Joanna Moro była jedną z gwiazd opolskiego Festiwalu Polskiej Piosenki. Nie dość, że zajęła się konferansjerką, to zaśpiewała na scenie jeden z przebojów Anny German podczas koncertu poświęconego artystce. Nie da się ukryć, że wykonanie Człowieczego losu jej nie wyszło.
Skrytykować jej możliwości wokalne postanowił Zbigniew Preisner, jeden z najbardziej uznanych polskich kompozytorów muzyki filmowej.

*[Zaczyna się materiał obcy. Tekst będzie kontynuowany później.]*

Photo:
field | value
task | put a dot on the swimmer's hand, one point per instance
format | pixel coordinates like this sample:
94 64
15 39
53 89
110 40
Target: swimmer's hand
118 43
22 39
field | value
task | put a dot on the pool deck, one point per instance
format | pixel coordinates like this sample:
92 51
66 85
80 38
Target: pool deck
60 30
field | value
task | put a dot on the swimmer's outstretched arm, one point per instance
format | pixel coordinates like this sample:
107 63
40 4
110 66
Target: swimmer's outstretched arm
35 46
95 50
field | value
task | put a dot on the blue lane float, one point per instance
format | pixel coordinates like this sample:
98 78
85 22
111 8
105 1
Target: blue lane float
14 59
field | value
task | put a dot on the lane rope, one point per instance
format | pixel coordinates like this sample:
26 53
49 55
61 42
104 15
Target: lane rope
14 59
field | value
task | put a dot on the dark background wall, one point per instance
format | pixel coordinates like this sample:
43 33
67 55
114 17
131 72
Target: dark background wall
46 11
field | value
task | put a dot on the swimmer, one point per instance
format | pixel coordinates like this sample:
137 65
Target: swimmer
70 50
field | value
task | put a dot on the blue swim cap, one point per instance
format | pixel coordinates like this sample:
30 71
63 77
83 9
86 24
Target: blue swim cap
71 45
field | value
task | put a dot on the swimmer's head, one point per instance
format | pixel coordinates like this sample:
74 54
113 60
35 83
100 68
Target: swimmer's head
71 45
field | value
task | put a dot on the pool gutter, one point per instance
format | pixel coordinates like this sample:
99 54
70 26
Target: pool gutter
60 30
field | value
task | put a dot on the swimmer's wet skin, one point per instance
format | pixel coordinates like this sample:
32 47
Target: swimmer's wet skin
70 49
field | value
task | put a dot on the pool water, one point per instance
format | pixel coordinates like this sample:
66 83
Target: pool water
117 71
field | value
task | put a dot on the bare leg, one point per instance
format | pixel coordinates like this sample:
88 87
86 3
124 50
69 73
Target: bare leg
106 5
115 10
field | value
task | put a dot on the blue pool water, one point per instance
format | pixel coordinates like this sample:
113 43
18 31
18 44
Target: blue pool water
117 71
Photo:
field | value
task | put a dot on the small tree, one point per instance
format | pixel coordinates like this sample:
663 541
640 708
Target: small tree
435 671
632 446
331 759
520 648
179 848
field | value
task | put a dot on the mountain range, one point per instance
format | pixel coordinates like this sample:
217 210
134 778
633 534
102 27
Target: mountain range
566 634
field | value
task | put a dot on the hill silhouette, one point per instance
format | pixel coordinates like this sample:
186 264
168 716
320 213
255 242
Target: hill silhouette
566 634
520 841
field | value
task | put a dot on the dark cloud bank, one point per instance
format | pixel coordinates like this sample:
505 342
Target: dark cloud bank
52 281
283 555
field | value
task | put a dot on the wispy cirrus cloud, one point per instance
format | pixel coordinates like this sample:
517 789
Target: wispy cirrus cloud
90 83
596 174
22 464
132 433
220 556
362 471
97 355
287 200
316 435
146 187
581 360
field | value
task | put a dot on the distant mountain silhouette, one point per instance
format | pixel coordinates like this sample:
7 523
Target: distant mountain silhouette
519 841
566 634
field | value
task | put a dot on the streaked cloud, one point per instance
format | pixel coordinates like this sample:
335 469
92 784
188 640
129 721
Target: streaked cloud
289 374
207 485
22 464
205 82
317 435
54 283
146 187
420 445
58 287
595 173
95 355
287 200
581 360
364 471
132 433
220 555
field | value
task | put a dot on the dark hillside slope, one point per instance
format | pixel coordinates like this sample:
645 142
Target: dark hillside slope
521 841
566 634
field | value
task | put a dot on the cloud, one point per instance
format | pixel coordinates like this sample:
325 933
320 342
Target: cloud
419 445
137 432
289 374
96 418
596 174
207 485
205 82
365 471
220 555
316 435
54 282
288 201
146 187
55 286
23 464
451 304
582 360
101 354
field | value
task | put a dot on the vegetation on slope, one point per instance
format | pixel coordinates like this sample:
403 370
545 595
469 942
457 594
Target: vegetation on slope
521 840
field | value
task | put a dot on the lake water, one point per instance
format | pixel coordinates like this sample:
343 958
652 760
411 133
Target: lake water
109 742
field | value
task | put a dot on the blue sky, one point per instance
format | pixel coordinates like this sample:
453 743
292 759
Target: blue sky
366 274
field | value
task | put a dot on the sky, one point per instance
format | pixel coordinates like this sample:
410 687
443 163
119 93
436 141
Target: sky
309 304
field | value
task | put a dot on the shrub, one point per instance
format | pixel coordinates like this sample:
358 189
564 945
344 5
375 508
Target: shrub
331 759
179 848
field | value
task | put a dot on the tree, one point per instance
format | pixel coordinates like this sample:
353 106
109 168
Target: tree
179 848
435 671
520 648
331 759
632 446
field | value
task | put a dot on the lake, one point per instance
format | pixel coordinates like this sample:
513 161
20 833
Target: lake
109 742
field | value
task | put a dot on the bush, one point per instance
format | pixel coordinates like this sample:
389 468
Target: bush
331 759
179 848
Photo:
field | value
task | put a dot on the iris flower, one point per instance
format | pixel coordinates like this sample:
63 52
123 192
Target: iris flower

Obejrzałem wczoraj pierwszą piosenkę na festiwalu w Opolu. Wystąpiła tam pani, która grała główną rolę w serialu o Annie German. Może ona jest świetną aktorką, ale to co wczoraj usłyszałem na festiwalu piosenki, to po prostu o pomstę do nieba woła – mówił na antenie TVN24. Ta pani była konsekwentnie obok tonacji i tego co się dzieje. Ja nie mam pretensji, że ta pani nie umie śpiewać, bo zdarza się, ale dlaczego jak nie potrafi śpiewać, występuje na festiwalu polskiej piosenki? Ktoś robi krzywdę nam, słuchaczom i tej pani również. Ja się trochę znam na tym zawodzie. Ta pani po prostu nigdy nie powinna śpiewać. I błagam, jest pani świetną aktorką, ale niech pani nigdy więcej już nie śpiewa!
Sama zainteresowana również nie kryła zażenowania swoim występem. Od razu po koncercie przeprosiła widzów i wyznała, że była ogromnie stremowana:
Proszę mi wybaczyć, coś było nie tak, ale naprawdę, stać na tej scenie, to jest nie lada wyzwanie.